There always seems to be a shortage of good, mature movies for adults. And by "adult," we're talking about movies that treat sex as both a natural part of human life and as just one part of that life.

Elegy, based on Philip Roth's novella The Dying Animal, is about a middle-aged professor (Ben Kingsley) who gets involved with a considerably younger woman (Penelope Cruz), and the result is provocative and moving. Out this week on DVD, Elegy has been made with great sensitivity by Spanish director Isabel Coixet (My Life Without Me, The Secret Life of Words) and screenwriter Nicholas Meyer, who wrote several of the Star Trek movies as well as The Human Stain.

Kingsley's David Kepesh is a brilliant Columbia professor, an intellectual celebrity and a serial seducer of younger women - usually students - who gets around the university's sexual harassment code by only going after coeds who have completed his class. He sets his sights on a beautiful undergraduate, Consuela Castillo (Cruz), a woman in her mid- to late-20s from a Cuban family. But instead of Consuela becoming just another conquest for Kepesh, whose usual methodology is to educate and mentor his young mistresses in matters of culture and sexuality, she begins to affect him as much as he does her.

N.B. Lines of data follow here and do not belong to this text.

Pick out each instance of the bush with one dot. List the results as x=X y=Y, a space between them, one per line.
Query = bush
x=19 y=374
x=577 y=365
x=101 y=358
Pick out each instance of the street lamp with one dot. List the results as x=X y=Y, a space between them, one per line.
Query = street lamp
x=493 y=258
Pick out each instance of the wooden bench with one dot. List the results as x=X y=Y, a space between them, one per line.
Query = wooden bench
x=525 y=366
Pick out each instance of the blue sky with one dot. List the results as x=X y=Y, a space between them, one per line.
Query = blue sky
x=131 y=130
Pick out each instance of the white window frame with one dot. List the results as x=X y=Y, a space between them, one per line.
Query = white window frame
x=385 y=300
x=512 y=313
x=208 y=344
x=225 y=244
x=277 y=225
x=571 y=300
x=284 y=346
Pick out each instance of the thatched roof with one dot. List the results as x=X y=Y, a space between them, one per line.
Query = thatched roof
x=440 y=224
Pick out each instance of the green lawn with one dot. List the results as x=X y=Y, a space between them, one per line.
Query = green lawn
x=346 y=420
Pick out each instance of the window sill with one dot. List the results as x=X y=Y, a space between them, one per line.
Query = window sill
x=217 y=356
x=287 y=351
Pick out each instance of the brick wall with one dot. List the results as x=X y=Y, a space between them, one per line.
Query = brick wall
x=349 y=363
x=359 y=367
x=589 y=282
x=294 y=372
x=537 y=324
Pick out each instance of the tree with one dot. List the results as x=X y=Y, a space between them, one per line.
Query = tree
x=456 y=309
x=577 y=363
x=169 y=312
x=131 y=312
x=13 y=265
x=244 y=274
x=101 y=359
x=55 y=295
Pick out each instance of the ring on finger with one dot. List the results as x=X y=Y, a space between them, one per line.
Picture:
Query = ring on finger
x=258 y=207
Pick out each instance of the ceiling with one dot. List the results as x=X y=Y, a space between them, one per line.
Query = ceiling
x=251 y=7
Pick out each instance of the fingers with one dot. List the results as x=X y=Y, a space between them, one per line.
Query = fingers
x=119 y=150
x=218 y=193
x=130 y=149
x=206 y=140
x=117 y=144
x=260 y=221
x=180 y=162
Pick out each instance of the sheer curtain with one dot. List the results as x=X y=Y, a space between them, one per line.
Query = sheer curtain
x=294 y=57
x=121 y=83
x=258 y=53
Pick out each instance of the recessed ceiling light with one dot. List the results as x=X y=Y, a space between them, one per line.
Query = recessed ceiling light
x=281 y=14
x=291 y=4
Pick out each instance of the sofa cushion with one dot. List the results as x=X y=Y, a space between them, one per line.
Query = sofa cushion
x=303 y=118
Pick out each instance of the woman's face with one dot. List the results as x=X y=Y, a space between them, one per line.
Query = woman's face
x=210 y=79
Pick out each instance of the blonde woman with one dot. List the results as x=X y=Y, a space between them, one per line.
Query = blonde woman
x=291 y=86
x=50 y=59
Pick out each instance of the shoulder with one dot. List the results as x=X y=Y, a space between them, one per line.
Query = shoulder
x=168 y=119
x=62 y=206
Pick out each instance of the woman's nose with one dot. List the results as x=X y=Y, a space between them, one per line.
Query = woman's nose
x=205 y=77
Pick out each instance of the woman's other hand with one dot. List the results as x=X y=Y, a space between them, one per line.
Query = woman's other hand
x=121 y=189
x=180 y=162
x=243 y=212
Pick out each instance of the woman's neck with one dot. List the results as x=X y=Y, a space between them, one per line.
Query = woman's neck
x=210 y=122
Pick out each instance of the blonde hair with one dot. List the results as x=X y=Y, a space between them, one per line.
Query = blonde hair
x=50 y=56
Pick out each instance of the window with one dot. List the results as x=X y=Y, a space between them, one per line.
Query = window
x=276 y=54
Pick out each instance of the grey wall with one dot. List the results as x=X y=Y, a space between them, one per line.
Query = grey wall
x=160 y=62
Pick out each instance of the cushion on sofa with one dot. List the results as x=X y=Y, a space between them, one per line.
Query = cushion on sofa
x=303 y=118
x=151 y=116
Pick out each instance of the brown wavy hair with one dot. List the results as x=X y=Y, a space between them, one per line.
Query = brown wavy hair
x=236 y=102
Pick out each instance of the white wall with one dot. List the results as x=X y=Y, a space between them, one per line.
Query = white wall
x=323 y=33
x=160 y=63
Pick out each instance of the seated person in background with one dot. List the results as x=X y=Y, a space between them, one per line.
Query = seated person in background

A man who had years ago left his wife and child for a life of sexual freedom and limited personal responsibility, Kepesh now finds himself feeling more deeply toward Consuela than he had ever imagined. He even begins to act with embarrassingly sophomoric jealousy toward her. And she is no mere conquest - in many ways, she's more mature than he is, and she sees in him a decency and vulnerability that he has long ago covered up by layers of charm, urbanity and, occasionally, cruelty.

Patricia Clarkson is perfect as a longtime sexual partner of Kepesh's, someone with whom he might have settled down years earlier, but did not.

Dennis Hopper plays brilliantly against type as Kepesh's best friend and colleague, a Pulitzer Prize-winning poet who repeatedly and unremorsefully cheats on his wife (Deborah Harry).

Elegy takes several dramatic turns that will not be mentioned here, but at every step the authenticity of Kingsley and Cruz prevents the story from becoming obvious in its portrayal of a May-December romance.